En el presente supuesto, ha existido prueba de cargo, válidamente practicada en el acto del juicio al haber sido realizada con sometimiento a las garantías procesales, y correctamente analizada por la Juez a quo en el Fundamento Segundo de la Sentencia, que ha sido considerada de cargo y suficiente para acreditar la participación del menor recurrente, junto con otro mayor de edad, en el robo con intimidación objeto del procedimiento, y ello por la declaración de forma persistente y coherente de la víctima, que reúne los tres requisitos exigidos por la jurisprudencia para atribuir valor probatorio a la declaración de la víctima, (ausencia de incredibilidad subjetiva; corroboración por datos periféricos; y persistencia en la imputación), quien siempre ha mantenido la misma versión, prolongada en el tiempo, plural, sin ambigüedades ni contradicciones, no constando que tenga motivo alguno para imputarle los hechos al menor recurrente, y estando ratificado su testimonio por la prueba testifical de los agentes policiales. En efecto la víctima describió como vio a dos jóvenes abordarle de frente cuando caminaba por la calle, que el que llevaba una sudadera y gorra blanca portaba lo que le parecía una especie de revólver pequeño, agarrándole por el pecho, por lo que pudo verle perfectamente la cara, y por ello reconoció minutos después a los autores por su cara, y no solo por la vestimenta, explicando que aunque era de noche, había mucha luz, lo que fue ratificado por la prueba testifical de los agentes policiales que intervinieron en los hechos, especialmente por el testimonio del Policía Nacional nº 111909, quién explicó como la víctima estaba dentro del vehículo policial y a escasos metros, identificó a los autores con total seguridad, reiterando varias veces "estoy seguro, estoy seguro".

Ahora bien, debe prosperar el motivo relativo a la aplicación del subtipo agravado de uso de instrumento peligroso, por cuanto que revisado el acto del Juicio a través del visionado del DVD, no fue interrogada la víctima por las características, consistencia y material del presunto "revolver" exhibido por el menor, de donde se pudiera deducir que fuera de material metálico, y cuya aptitud como arma de fuego no consta, aunque se efectuara un disparo, pues en la diligencia de reconocimiento no se halló signo alguno que lo pusiera en evidencia, pudiendo ser un revolver simulado en aspecto, funcionamiento y sonido. En suma, tenemos que concluir que a través de la prueba practicada durante el acto del juicio no ha podido determinarse las características del revolver mencionado y, por tanto, si el mismo era apto para ser utilizado igualmente como objeto contundente, por lo que no cabe aplicar, en el presente caso el subtipo agravado, sin que deba conllevar modificación alguna en la medida impuesta de 15 meses de libertad vigilada, por estar dentro de las previsiones legales para el delito de robo con intimidación del art. 242.1 por el que se le sanciona.

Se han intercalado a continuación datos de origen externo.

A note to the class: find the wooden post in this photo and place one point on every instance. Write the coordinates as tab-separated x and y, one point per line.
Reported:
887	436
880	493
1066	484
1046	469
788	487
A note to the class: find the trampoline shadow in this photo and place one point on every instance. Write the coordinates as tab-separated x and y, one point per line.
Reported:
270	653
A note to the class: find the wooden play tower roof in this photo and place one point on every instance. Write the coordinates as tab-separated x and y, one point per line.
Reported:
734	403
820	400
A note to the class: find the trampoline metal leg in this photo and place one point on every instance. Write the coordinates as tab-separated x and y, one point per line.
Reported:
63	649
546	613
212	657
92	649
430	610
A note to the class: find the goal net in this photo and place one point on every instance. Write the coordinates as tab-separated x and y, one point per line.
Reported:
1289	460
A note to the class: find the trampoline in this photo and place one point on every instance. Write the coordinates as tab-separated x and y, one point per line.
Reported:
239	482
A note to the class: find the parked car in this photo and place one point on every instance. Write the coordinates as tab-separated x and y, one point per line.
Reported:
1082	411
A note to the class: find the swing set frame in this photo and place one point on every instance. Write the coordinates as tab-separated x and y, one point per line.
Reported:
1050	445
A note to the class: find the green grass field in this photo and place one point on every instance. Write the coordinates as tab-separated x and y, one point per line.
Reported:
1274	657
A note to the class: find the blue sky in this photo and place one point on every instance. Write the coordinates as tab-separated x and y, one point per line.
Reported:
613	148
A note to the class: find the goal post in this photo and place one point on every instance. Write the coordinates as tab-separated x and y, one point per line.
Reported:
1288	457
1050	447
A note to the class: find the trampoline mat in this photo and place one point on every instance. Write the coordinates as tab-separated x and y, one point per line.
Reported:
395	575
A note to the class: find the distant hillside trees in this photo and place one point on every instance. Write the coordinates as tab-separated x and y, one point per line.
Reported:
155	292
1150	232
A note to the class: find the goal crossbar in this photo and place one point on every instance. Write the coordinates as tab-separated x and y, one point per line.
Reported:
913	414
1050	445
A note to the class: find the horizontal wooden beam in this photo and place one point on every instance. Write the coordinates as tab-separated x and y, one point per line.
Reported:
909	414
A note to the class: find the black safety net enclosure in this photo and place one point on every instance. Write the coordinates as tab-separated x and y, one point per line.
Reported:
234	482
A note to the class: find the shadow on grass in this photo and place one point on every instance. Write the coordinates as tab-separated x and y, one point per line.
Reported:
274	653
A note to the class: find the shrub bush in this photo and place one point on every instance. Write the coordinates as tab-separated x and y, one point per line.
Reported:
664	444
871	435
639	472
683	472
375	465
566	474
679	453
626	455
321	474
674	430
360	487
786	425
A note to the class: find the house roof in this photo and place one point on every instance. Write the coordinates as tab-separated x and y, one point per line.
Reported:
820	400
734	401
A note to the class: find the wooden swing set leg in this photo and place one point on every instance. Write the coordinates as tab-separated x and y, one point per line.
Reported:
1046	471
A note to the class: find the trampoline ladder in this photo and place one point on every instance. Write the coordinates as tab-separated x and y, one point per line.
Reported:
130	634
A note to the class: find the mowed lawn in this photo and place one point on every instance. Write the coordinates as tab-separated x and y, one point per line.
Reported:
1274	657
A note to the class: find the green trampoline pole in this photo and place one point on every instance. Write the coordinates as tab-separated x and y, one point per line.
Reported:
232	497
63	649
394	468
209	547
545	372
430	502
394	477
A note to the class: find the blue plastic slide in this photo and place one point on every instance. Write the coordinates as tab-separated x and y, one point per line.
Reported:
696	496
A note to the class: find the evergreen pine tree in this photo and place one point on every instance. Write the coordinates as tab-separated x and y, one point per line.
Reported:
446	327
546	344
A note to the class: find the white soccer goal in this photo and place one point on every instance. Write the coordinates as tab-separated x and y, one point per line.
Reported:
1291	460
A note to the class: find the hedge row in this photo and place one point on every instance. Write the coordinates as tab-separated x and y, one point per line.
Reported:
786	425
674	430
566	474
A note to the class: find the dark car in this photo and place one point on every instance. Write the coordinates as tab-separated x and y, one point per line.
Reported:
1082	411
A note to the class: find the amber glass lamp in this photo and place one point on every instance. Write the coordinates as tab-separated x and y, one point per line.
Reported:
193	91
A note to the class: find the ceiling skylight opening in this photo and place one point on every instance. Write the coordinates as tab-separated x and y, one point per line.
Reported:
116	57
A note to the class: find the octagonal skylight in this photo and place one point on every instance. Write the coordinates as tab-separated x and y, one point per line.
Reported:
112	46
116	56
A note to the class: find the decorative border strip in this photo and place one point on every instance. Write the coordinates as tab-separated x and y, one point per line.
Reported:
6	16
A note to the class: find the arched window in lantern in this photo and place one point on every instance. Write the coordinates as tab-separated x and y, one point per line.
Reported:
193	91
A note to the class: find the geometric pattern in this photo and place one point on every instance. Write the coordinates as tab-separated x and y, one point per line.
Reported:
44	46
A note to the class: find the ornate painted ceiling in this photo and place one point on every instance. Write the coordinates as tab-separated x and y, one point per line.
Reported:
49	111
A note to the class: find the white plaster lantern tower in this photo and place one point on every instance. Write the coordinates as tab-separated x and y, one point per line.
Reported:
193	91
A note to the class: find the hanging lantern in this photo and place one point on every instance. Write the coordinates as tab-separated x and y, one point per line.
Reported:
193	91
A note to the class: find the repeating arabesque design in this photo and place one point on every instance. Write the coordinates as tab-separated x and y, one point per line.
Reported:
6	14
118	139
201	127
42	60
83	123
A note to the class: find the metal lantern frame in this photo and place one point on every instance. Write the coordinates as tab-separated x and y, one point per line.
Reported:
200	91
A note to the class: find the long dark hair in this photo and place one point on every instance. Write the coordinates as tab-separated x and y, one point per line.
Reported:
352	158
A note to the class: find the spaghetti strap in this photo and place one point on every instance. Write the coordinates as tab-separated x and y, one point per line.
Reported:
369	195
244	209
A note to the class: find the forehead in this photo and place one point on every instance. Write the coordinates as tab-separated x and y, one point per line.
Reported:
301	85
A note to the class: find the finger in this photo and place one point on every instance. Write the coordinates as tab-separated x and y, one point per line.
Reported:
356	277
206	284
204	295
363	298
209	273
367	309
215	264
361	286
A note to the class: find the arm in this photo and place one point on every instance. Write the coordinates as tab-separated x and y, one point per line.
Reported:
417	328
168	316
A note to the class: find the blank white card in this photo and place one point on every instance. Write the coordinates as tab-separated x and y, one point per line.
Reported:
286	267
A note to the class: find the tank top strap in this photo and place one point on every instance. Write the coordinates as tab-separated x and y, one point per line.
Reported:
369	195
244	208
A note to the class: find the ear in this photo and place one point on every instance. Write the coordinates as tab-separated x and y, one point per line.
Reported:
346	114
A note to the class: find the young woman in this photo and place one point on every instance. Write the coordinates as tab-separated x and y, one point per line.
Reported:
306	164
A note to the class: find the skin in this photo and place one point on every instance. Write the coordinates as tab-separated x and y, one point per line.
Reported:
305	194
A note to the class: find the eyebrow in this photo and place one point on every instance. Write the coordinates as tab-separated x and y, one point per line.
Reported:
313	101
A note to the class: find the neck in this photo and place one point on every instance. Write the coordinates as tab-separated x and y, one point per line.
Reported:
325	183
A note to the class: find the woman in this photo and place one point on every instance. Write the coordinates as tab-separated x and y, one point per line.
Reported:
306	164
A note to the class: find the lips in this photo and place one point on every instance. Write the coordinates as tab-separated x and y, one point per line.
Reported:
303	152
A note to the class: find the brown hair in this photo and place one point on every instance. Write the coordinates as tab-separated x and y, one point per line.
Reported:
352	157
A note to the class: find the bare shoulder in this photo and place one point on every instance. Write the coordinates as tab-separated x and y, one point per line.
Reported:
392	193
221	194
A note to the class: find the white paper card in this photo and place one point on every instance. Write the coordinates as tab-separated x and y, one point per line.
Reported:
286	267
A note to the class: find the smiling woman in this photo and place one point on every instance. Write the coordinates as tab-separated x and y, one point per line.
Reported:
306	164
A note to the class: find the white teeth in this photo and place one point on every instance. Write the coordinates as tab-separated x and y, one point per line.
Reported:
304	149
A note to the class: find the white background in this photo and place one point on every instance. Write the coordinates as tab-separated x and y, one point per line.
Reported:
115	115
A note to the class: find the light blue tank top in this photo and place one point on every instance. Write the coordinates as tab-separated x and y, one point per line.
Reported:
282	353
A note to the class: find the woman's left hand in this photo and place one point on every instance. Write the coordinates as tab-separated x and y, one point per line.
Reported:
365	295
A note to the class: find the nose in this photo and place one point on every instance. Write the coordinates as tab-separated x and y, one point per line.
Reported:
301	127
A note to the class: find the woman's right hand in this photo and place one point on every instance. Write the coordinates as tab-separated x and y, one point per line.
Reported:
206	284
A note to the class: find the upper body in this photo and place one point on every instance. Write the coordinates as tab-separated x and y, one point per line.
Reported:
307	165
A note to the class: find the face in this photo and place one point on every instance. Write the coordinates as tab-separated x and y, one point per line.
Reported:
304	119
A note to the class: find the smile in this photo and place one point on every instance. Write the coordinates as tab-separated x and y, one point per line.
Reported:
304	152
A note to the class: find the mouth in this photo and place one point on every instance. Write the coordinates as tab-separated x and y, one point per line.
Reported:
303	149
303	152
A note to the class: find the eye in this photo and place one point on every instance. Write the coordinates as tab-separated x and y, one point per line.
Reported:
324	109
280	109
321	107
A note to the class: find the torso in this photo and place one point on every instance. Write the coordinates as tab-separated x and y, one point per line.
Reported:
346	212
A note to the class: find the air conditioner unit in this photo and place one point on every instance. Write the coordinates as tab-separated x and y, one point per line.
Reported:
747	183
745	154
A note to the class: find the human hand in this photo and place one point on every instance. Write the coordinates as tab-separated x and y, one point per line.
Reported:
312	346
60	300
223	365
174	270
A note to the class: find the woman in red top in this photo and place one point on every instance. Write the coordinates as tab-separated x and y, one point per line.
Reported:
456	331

Finalmente, en relación a la incongruencia alegada, derivada del hecho de no reflejar el fallo que el delito se ejecutara en grado de tentativa, no puede tener favorable acogida, toda vez que claramente en el Fundamento Jurídico 1º se establece que el delito lo es en grado de tentativa, al no haber conseguido su propósito por causas ajenas a la voluntad del autor, y expresamente se invoca el art. 16 del CP , sin perjuicio de que en el Fallo, que se limita a definir el delito por remisión a los fundamentos de la sentencia, expresamente no lo mencione, lo que hubiera sido deseable.

Por todo lo expuesto, procede desestimar los motivos del recurso y confirmar la resolución impugnada.

Fallo

Que ESTIMANDO EN PARTE el recurso de apelación interpuesto por la representación procesal de Genaro , contra la sentencia dictada el día 25 de mayo del año en curso por el Juzgado de Menores nº 6 de Sabadell, en el Expediente de Reforma nº 102/2010 , seguido por un delito de robo con intimidación, REVOCAMOS dicha resolución en el único sentido de no apreciar el subtipo agravado del art. 242.2 de hacer uso de armas o instrumentos peligrosos, manteniendo el resto de los pronunciamientos.

Contra esta sentencia no cabe recurso.

Así por esta nuestra sentencia definitivamente juzgando en la segunda instancia, lo pronunciamos mandamos y firmamos.

PUBLICACIÓN.- Leída y publicada fue la anterior resolución en Madrid, a dos de agosto de dos mil diez.